1970年夏、子供たちが体験する奇妙な出来事。謎の機械人間や怪獣が次々と町を襲う。そして公害に汚れた地球を救うのはだれか?



小路さん初の怪獣小説です。

ジュブナイルの体裁をとった小路流の文明批評とも、アノ楽しかったTVドラマへのオマージュともとれる本書ですが、また小路さんの引き出しがふえました。

物語は企業城下町に暮らす小学校5年生の4人の子どもたちを主人公に進んでいきます。




抜群に絵が上手く、思慮深いナナロー、運動神経抜群でガキ大将のマット、オリンピック水泳選手を目指すユリコ、読書が好きで、市立図書館の大人の本まで読みまくっている大人しいアキコ。

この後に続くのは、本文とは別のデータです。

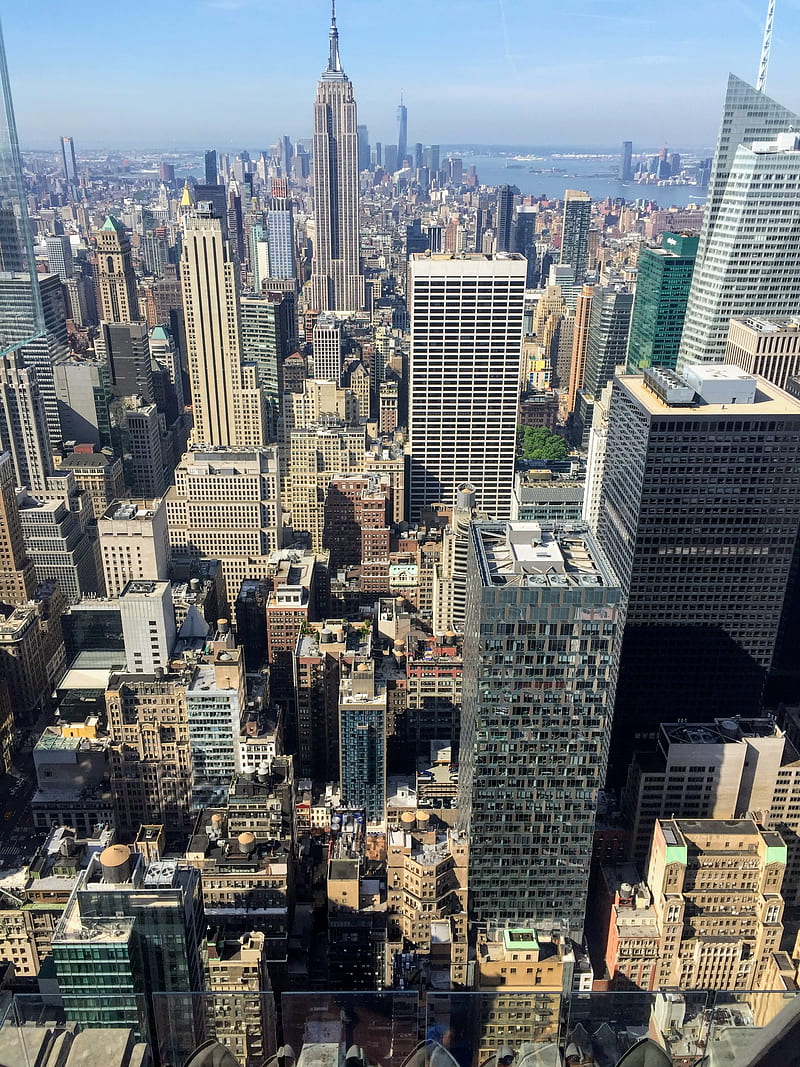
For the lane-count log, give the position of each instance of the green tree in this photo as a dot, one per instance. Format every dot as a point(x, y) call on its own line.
point(538, 443)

4人ともに人並み外れた才能の持ち主だが、それゆえ学校ではちょっと浮いた存在だ。尊敬とやっかみの混じった視線は、自然と4人をより強く結びつけていく。

1970年の夏休み。
製紙会社の工場からは、毎日煙があがり、機械の稼働音が響き、川には何ヶ所もの排水溝から汚染水が流れ続けていた。
4人は日常となったそんな風景、音、匂いのなかで、子供らしく釣りをしたり、石炭の山に登ったりして夏の日々を満喫していた。

ひょんなことから、ユリコの弟が下水道の横穴に怪獣の絵が描かれているのを発見する。それは見事な出来栄えで、絵の上手いナナローも美大生のハヤトさんも、写真屋さんのキリシマさんも驚くような作品だった。
同じ日に、4人はあと2ヶ所も同じ作者とみられる怪獣の絵を発見する。
どれも、おいそれとは人が立ち入れないような危険な場所に描かれていた。
不思議な怪獣の絵の謎を調べるうちに、さらに不思議な光や振動といった現象が街に現れていく。

誰も気づかないうちに街には危険が迫っていた。
機械人間の襲来や、見えない巨大な怪物が街を歩き回っている。

「君たちしか街を救える人はいない!」ハヤトさんの言葉に子どもたちの勇気が奮い起される。

もはや戦後ではないと言われた高度成長期。
戦争体験者がまだ普通に生活し、戦後の焼け野原で遊んだ記憶のある子どもたちが企業戦士となって、発展していく日本からは、こぼれ落ちていく人々もまた置き去りにされようとしていた。戦後の苦難から立ち上がった日本に公害という敵がまた襲いかかる。

そんな時代の影と、子どもの心という光を対決させる。「光の戦士」の物語。




ストーリーはちょっと「空を見上げる古い歌を口ずさむ」を思わせるものになってますが、相変わらず子どもの描き方が活き活きしていて、また当時の子どもっぽいのもリアリティがあってよかったです。

途中でちょっとひっかかる部分はあるものの、楽しく読了しました。私もアノシリーズを楽しみに観た世代ですので、いろいろ名前やらセリフやら、思いだしながら小ネタに笑ったり。

もうセピア色に変色した子どものころの写真を見るように、思い出のなかに消えそうになっていたアノシリーズを、こんなに鮮やかによみがえらせてくれてありがとう。